合成例7〜12(ポリイソシアネート組成物(g)〜(l)の合成)
表2記載のポリイソシアネート化合物を用いた以外は、合成例1と同様の操作にてポリイソシアネート組成物(g)〜(i)を得た。
なお、合成例10では、反応時間を40分とし、塩化ベンゾイルの配合量を0.15質量部とした。また、合成例12では、反応時間を50分とし、塩化ベンゾイルの配合量を0.15質量部とした。
塩素濃度、イソシアネートモノマー濃度、イソシアネート含有率を表2に示す。
合成例13(ポリイソシアネート組成物(m)の合成)
以下の方法により、ヘキサメチレンジイソシアネートのイソシアヌレート誘導体を得た。
撹拌機、温度計、還流管、および、窒素導入管を備えた4つ口フラスコに、ヘキサメチレンジイソシアネート(商品名:タケネート700、三井化学製、以後HDIと略する場合がある)を500質量部、IBAを8.8質量部、BHTを0.3質量部、トリス(トリデシル)ホスファイトを0.3質量部装入し、80℃で2時間ウレタン化反応を行った。

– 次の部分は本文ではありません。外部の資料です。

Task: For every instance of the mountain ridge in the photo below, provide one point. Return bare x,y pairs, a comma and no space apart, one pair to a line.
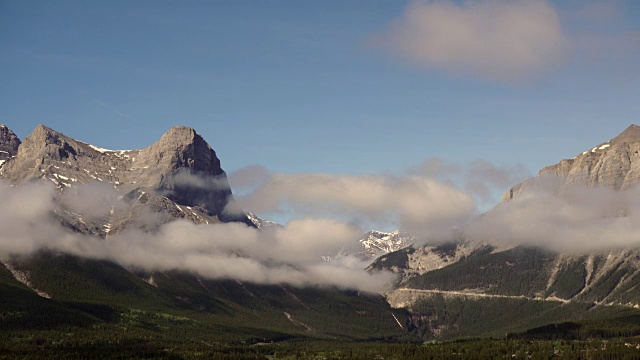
179,176
615,164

次いで、トリマー化触媒としてN−(2−ヒドロキシプロピル)−N,N,N−トリメチルアンモニウム−2−エチルヘキサノエートを0.05質量部添加した。イソシアネート含有率を測定し、43.3%(イソシアネート基の反応率10%)にいたるまで反応を継続した。40分後に所定の反応率に達したため、o−トルエンスルホンアミドを0.12質量部添加した。得られた反応液を薄膜蒸留装置(真空度0.093KPa、温度150℃)に通液して未反応のHDIを除去し、さらに、得られた組成物100質量部に対し、o−トルエンスルホンアミドを0.02質量部および塩化ベンゾイルを0.003質量部添加し、ポリイソシアネート組成物(m)を得た。ポリイソシアネート組成物(m)の塩素濃度68ppm、イソシアネートモノマー濃度は0.7質量%、イソシアネート基含有率は22質量%であった。
合成例14(ポリオール(a)の合成)
撹拌機、温度計、還流冷却装置、および、窒素導入管を備えた4つ口フラスコに、有機溶剤として酢酸エチルを500質量部仕込み、窒素置換しながら70℃に加熱昇温した。次いでこの中に、重合可能な単量体として、2−エチルヘキシルアクリレートを500質量部、6−ヒドロキシヘキシルアクリレート10質量部と重合開始剤としてアゾイロブチロニトリルを0.4質量部の混合液を4時間かけてフィードした。フィード終了より1時間後にAIBNを0.1質量部添加した。AIBNの添加後より2時間反応させポリオール(a)を得た。
<粘着剤組成物および粘着剤の製造>
実施例1(粘着剤組成物(A)、粘着剤(A)の製造)
合成例14で得られたポリオール(a)を100質量部、合成例1で得られたポリイソシアネート組成物(a)を1.1質量部配合し、23℃で2分間撹拌混合し、粘着剤組成物(A)を得た。なお、この配合において、ポリオールのヒドロキシ基に対する、ポリイソシアネートのイソシアネート基の当量比(NCO/OH)は、0.5であった。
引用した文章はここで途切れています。